4. Now click the ‘Create Rectbox’ button and create a bounding a bounding box around the objects you want to detect. Next, add the name of the class the object belongs to.

This will create a classes.txt file which you have to delete. We delete it because the names of the classes will be defined in a separate file later.

5. Click on ‘save'(in the sidebar) to save the annotation.

6. Click on ‘next’ to open the next image for annotation. Do this for all the images in the dataset.

7. Divide the dataset into two parts i.e. images and text documents separate. Further, divide them into train and validation sets. Look at the next section for more insight.

You should have a minimum of 250 images per class to reach a reasonable accuracy. The training and validation split can be 7:3(175:75). I personally collected and used 500 images and divided them into 400 training and 100 validation images.

2. Environment Setup

Uploading Data to Personal Drive

Create a data directory named ‘data’. The annotated data is supposed to be divided in such a way that the images and the annotations (text files) are separate. Further, each type of data is to be divided into two parts namely ‘train’ and ‘valid’ (which stands for training and validation data)

Your dataset directory should look something like this:

Data Directory Architecture
Data Directory Architecture

Setting Up Google Colab

Google Colab is an online environment similar to Jupiter notebook where you can train deep learning models on GPU. The free plan of Google Colab allows you to train the deep learning model for up to 12 hrs before the runtime disconnects.

Setting GPU

By visiting the runtime section change the hardware accelerator to GPU.

Google Colab GPU Runtime
Google Colab GPU Runtime

Mounting Our Personal Drive

In order to use the dataset that we uploaded to the drive, we will mount our drive using the below code. (It will ask you to enter the authorization code that you can by clicking the link that will appear below)
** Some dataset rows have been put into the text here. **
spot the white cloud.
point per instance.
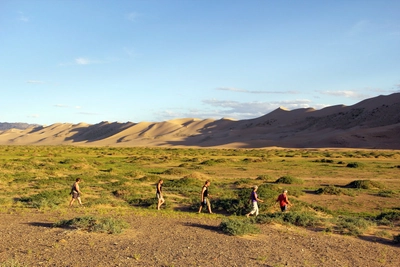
(348, 94)
(22, 17)
(82, 61)
(360, 27)
(233, 109)
(254, 92)
(35, 82)
(132, 16)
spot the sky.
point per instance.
(72, 61)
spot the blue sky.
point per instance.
(94, 60)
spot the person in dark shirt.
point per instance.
(159, 194)
(254, 201)
(76, 192)
(283, 201)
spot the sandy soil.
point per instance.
(159, 240)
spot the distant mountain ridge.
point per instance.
(372, 123)
(16, 125)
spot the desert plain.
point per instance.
(340, 165)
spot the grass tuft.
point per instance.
(94, 224)
(238, 226)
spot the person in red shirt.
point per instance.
(283, 201)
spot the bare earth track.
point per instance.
(159, 240)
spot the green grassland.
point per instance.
(330, 189)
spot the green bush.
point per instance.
(329, 190)
(46, 199)
(94, 224)
(298, 218)
(236, 226)
(12, 263)
(175, 171)
(265, 177)
(352, 225)
(389, 215)
(353, 165)
(386, 193)
(365, 184)
(287, 179)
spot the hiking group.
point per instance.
(282, 199)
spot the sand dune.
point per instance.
(371, 123)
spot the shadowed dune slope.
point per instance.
(371, 123)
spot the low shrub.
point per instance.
(324, 160)
(365, 184)
(287, 179)
(389, 215)
(352, 225)
(175, 171)
(46, 199)
(386, 193)
(329, 190)
(12, 263)
(354, 165)
(298, 218)
(265, 177)
(236, 226)
(94, 224)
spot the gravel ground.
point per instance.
(159, 240)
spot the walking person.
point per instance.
(159, 194)
(283, 201)
(205, 201)
(254, 200)
(76, 192)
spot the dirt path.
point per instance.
(160, 240)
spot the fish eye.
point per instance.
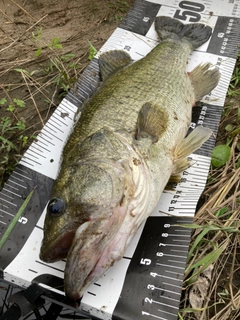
(56, 206)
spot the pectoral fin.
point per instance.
(112, 61)
(152, 122)
(204, 79)
(190, 144)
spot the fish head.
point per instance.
(82, 193)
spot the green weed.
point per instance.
(92, 51)
(12, 136)
(118, 7)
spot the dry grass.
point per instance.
(212, 291)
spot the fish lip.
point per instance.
(58, 249)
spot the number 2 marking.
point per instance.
(193, 15)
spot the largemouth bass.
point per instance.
(127, 143)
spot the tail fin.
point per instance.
(195, 33)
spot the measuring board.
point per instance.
(147, 282)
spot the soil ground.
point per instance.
(61, 30)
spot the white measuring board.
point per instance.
(147, 282)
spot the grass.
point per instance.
(211, 289)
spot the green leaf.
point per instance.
(3, 101)
(92, 51)
(238, 163)
(11, 108)
(38, 52)
(19, 103)
(229, 127)
(221, 212)
(220, 155)
(15, 219)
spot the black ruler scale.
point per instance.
(147, 282)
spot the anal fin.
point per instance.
(190, 144)
(204, 79)
(152, 122)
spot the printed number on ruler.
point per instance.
(189, 11)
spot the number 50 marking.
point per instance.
(193, 15)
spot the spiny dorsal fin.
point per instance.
(204, 79)
(112, 61)
(192, 142)
(152, 121)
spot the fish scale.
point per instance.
(41, 172)
(161, 123)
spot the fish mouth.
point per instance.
(58, 249)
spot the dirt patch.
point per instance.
(44, 47)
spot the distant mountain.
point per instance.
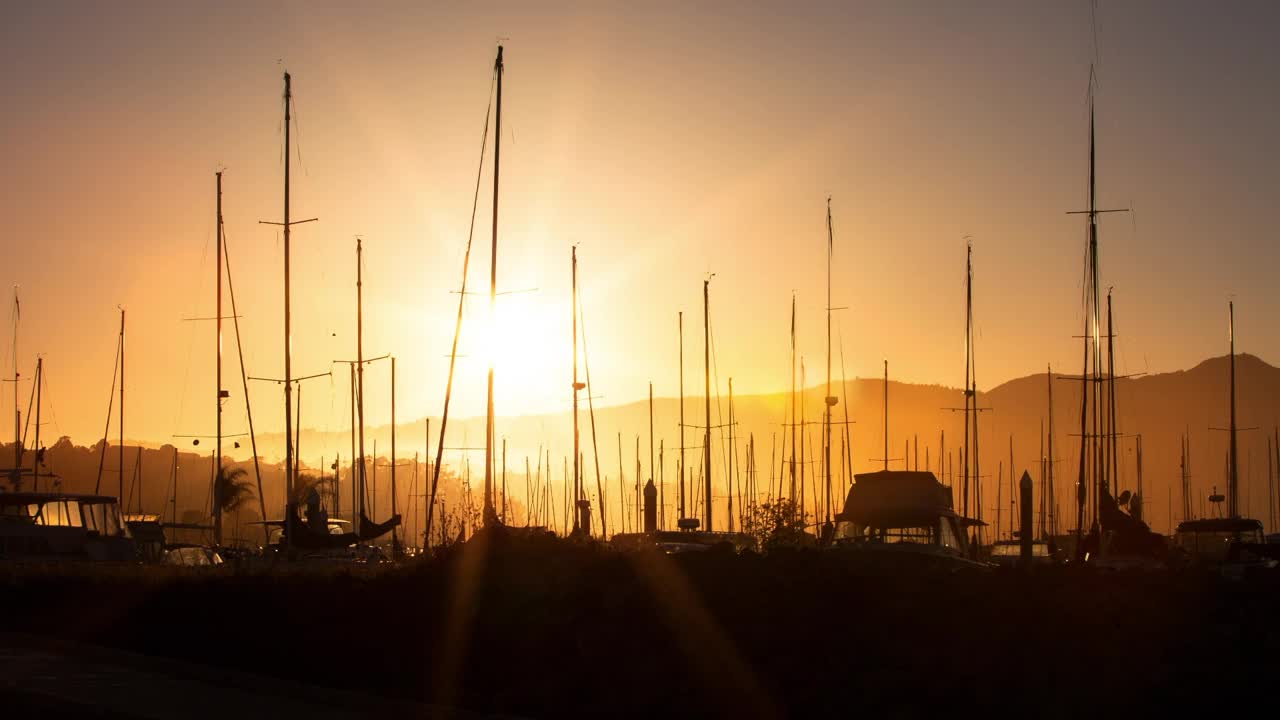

from google.colab import drive
Go to this URL in a browser: https://accounts.google.com/o/oauth2/auth?client_id=947318989803-6bn6qk8qdgf4n4g3pfee6491hc0brc4i.apps.googleusercontent.com&redirect_uri=urn%3aietf%3awg%3aoauth%3a2.0%3aoob&response_type=code&scope=email%20https%3a%2f%2fwww.googleapis.com%2fauth%2fdocs.test%20https%3a%2f%2fwww.googleapis.com%2fauth%2fdrive%20https%3a%2f%2fwww.googleapis.com%2fauth%2fdrive.photos.readonly%20https%3a%2f%2fwww.googleapis.com%2fauth%2fpeopleapi.readonly

Enter your authorization code:
Mounted at /content/gdrive

Cloning The YOLOv5 repository

We will now clone the YOLOv5 repository provided by Ultralytics in our Colab environment.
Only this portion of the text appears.